Bethlehem Lutheran Church, Lebanon, OR
Ash Wednesday + March 1, 2017
Text: Matthew 6:1-6, 16-21
 
The Introduction
“Our Father, who art in heaven”
 
In the Name of Jesus. Amen.
 
During this penitential season, we will turn our eyes to something which is integral to our life as Christians: prayer.  You heard Jesus’ instructions in the Gospel about what prayer should not be, namely where it should not be aimed.  In these midweek Lenten services, we will go through, petition by petition, and learn from Jesus how to pray.
 
These first words, sometimes called the introduction, Our Father who art in heaven, teach us about the basis for all prayer.  Before any words come out of our mouth or heart, we should know who we’re asking.
 
It’s plain to all people who acknowledge the existence of God that God is eternal, almighty, and even the creator of the universe.  But that knowledge alone is not comfort.  God may be almighty, but if He isn’t happy with you that immediately becomes a frightful thought.  But through Jesus Christ, God the Father becomes your Father.  As Jesus told Mary after His resurrection, “I am returning to My Father and your Father, to my God and your God.” (John 20:17)
 
So, God is almighty, eternal, and so forth, but best of all, He is also for you.  Through the certainty of your Baptism, God has made Himself your Father.  “In Christ Jesus you are all sons of God through faith. For as many of you as were baptized into Christ have put on Christ” (Gal. 3:26-27).  Out of love God took the initiative to adopt you as His dear child in Baptism.  He does not renege on His Word, so when you go to Him, it is as a beloved child.
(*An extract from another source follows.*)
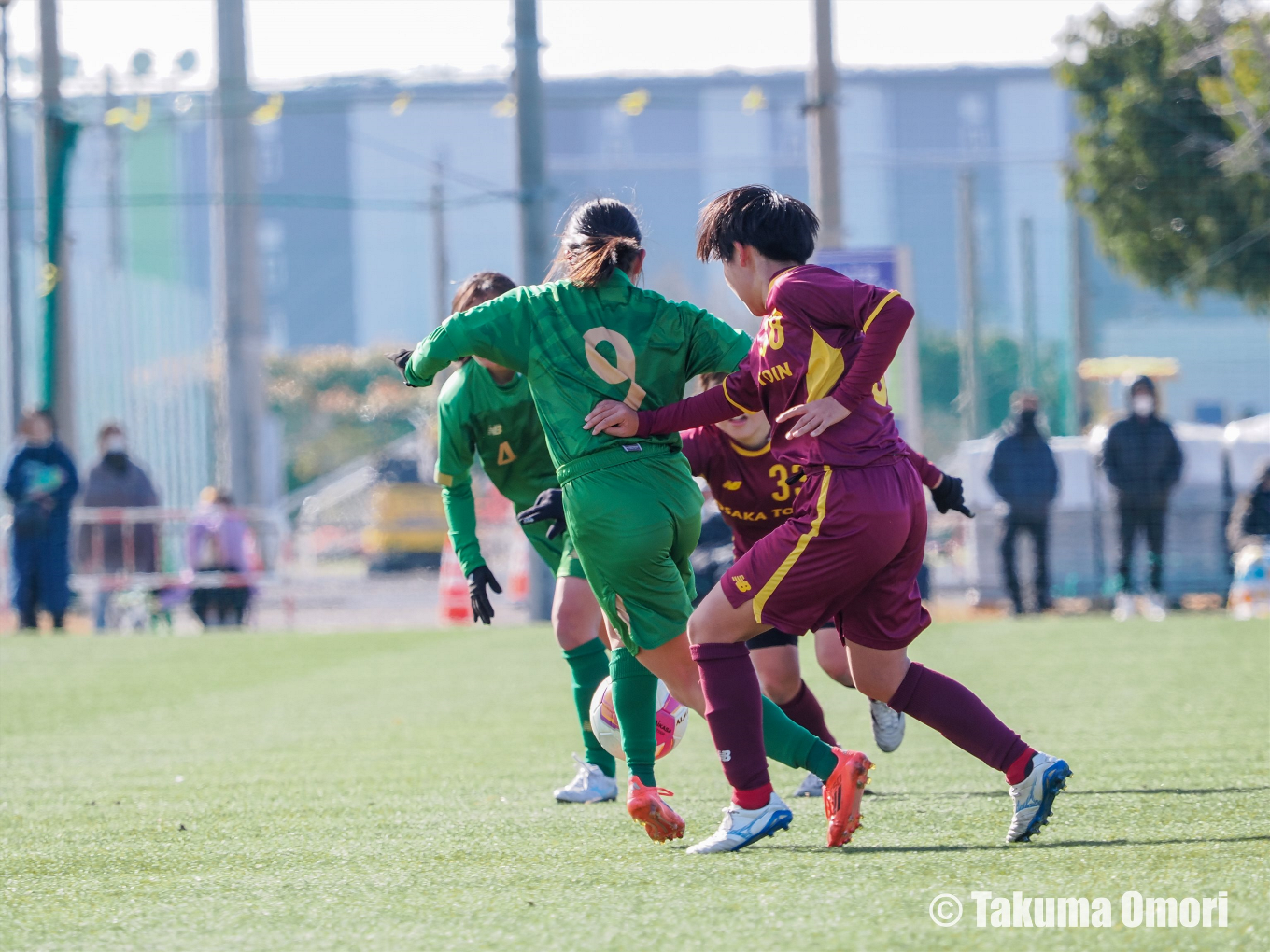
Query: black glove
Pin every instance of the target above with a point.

That means when we go to God, we don’t have to bend His ear or get enough people behind us also praying.  God’s heart is moved by His love for His children.
 
This also takes the guesswork out of whether God will hear us when we go to Him in prayer.  Prayer is not the same as wishing or hoping into a void.  God our Father invites us to come to Him with our needs and hurts, our joys and thanksgiving.  “Call upon me in the day of trouble; I will deliver you, and you shall glorify me.” (Ps. 50:15)
 
Even though Jesus advises that we each go into our room and pray in secret, He also says that prayer is very communal.  Even with the opening words, “our Father,” we are reminded that it is not us against the world, or even “me and Jesus.”  As children of the heavenly Father, we are part of a whole body of believers.  Within this Body, we are all children calling upon the same Father, none of us better than another and none of our prayers “more effective” than another’s.  Someone once wrote, “The weak should know that God is no less their Father than the Father of Mary, John the Baptist, and Paul.”[1]
 
As members of this Body, we also direct prayers not just to our personal needs but the needs of the whole family of God—even of the whole world.  If God is our Father, we are surrounded by many brothers and sisters.  So in teaching us to pray to God, our Lord also teaches us to love and care for one another.
 
With the words, “who art in heaven,” it’s important to know why Jesus adds this.  Later in Matthew 23, Jesus tells us, “Call no man your father on earth, for you have one Father, who is in heaven” (v. 9).  Our Father in heaven is one of a kind and to be distinguished from any earthly father.  He is above all other fathers in majesty, so we owe Him the greatest reverence of all—more than we show our own family and even all rulers of this world.
 
God the Father is also above all in power, so we approach Him not hoping He can do something, but knowing He can do all things.  The prayers we bring to Him will not overwhelm Him, even though we ask for the salvation of the world, for Him to provide for each person, and for deliverance from all the deadly evils which surround humanity.   He is Almighty to save in any and every disaster that befalls us in our life, or in the wider world.  Nothing slips His notice, and nothing is beyond His loving work.
 
When we hear that God is in heaven, we might think that’s far away.  But, heaven is simply God’s dwelling place, not a matter of distance or how far we have to travel to reach Him.  “God is our refuge and strength, a very present help in trouble.” (Ps. 46:1)  Even though He dwells in unapproachable light, remember that He willingly sent His Son to share our flesh and now He is our Advocate.  That’s why another psalm says, “The Lord is near to all who call on him, to all who call on Him in truth” (Ps. 145:8).
 
“Our Father who art in heaven” teaches us about God adopting us by grace in Holy Baptism, they teach us that God wants to hear every desperate cry, and that He wants us to trust in Him to preserve all His children through the ills of this life until we receive our inheritance of eternal life.
 
In the Name of the Father, and of the Son, and of the Holy Spirit. Amen.